At 42 percent, Gaza has the world's highest unemployment rate - and while the rate of women in the workforce is only 15 percent, compared to 71 percent of men, many of them are trying to close the gap.
More and more women are breaking societal norms and working in jobs that have been traditionally reserved for men as they step up to serve as their family's breadwinners. Al Jazeera spoke with three women about how their non-traditional jobs have changed their lives.
Gaza's female bus driver:
The children first called her "Uncle Salwa".
"The kids thought only men drive cars," Salwa Srour told Al Jazeera. "I broke the traditions. I'm the first lady in the Gaza Strip that drives a bus."
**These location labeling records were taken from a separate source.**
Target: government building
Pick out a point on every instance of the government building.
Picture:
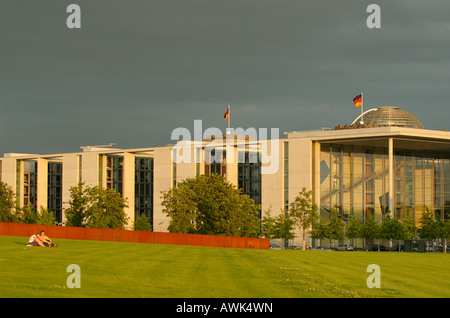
(383, 162)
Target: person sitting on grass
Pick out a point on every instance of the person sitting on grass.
(46, 240)
(35, 241)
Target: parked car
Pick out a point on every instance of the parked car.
(395, 248)
(345, 247)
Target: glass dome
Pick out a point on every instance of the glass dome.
(388, 116)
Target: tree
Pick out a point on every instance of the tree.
(78, 205)
(268, 225)
(370, 229)
(304, 212)
(354, 228)
(335, 227)
(391, 229)
(27, 215)
(141, 223)
(279, 227)
(208, 204)
(319, 229)
(106, 209)
(408, 227)
(45, 217)
(284, 227)
(446, 234)
(96, 207)
(7, 204)
(430, 229)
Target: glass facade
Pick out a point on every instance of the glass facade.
(143, 187)
(54, 194)
(114, 173)
(30, 183)
(354, 180)
(249, 174)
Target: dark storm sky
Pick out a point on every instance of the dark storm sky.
(136, 70)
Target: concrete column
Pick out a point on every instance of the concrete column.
(42, 183)
(162, 180)
(391, 176)
(89, 173)
(232, 163)
(128, 186)
(69, 178)
(9, 172)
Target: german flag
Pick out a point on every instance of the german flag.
(227, 114)
(357, 101)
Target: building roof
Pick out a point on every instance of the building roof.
(388, 116)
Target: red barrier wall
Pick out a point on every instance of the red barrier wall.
(81, 233)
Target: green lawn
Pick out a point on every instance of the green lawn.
(110, 269)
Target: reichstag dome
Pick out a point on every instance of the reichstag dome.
(388, 116)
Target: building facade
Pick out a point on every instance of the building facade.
(387, 164)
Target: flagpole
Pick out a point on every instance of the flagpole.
(229, 118)
(362, 109)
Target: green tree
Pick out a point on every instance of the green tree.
(409, 227)
(353, 230)
(141, 223)
(430, 228)
(446, 234)
(335, 227)
(279, 227)
(268, 225)
(27, 215)
(370, 230)
(45, 217)
(96, 207)
(78, 205)
(391, 229)
(319, 229)
(208, 204)
(7, 204)
(284, 227)
(304, 212)
(106, 209)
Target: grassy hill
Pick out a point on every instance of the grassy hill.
(110, 269)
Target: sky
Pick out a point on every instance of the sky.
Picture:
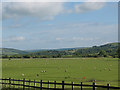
(50, 25)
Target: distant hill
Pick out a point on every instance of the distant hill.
(61, 49)
(95, 51)
(110, 49)
(10, 51)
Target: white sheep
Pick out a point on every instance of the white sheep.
(23, 74)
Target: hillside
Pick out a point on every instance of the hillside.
(10, 51)
(95, 51)
(110, 49)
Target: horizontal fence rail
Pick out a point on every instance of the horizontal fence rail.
(23, 83)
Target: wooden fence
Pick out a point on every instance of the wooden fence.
(14, 83)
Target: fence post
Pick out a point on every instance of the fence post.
(5, 83)
(10, 82)
(29, 84)
(13, 83)
(48, 85)
(63, 85)
(72, 86)
(24, 84)
(41, 85)
(55, 85)
(34, 85)
(108, 86)
(94, 86)
(19, 83)
(81, 86)
(2, 82)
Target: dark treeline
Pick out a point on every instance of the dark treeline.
(108, 50)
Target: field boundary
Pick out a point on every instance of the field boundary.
(13, 83)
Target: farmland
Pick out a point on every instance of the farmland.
(103, 70)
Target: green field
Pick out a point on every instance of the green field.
(103, 70)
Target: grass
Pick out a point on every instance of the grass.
(103, 70)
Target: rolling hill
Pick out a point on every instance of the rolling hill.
(11, 51)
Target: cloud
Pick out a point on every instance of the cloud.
(14, 39)
(89, 6)
(43, 10)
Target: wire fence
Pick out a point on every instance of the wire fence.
(42, 85)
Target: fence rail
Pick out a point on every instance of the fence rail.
(13, 83)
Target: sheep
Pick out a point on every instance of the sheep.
(23, 74)
(43, 71)
(37, 75)
(65, 70)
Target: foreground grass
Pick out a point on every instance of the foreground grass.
(103, 70)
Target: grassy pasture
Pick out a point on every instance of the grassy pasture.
(103, 70)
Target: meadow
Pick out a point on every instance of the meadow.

Srour sets out at 6:30 every morning in her 1989 Volkswagen minibus, circling around Gaza City to pick up each child and drive them to the kindergarten class that she opened in 2005 with her sister, Sajda.
Initially, they hired male bus drivers, but Srour decided to take over the job after hearing parents' complaints about drivers being impatient with the children or showing up late.
Class starts from the moment the children enter the school bus, where they begin learning new words in English.
"We would call him, but there would always be excuses. He would always say, 'I'm on my way,' but the kids would be waiting and there would still be no bus," Srour explained.
When the parents started calling her to ask why their kids were not home yet, Srour decided to take matters into her own hands and drive the children to kindergarten herself.
Srour has been driving children to school for five years now. Class starts from the moment they enter the school bus and begin learning new words in English. Stepping on to the bus, the children greet Srour with "Good morning" as they each pull out a shekel from their pocket.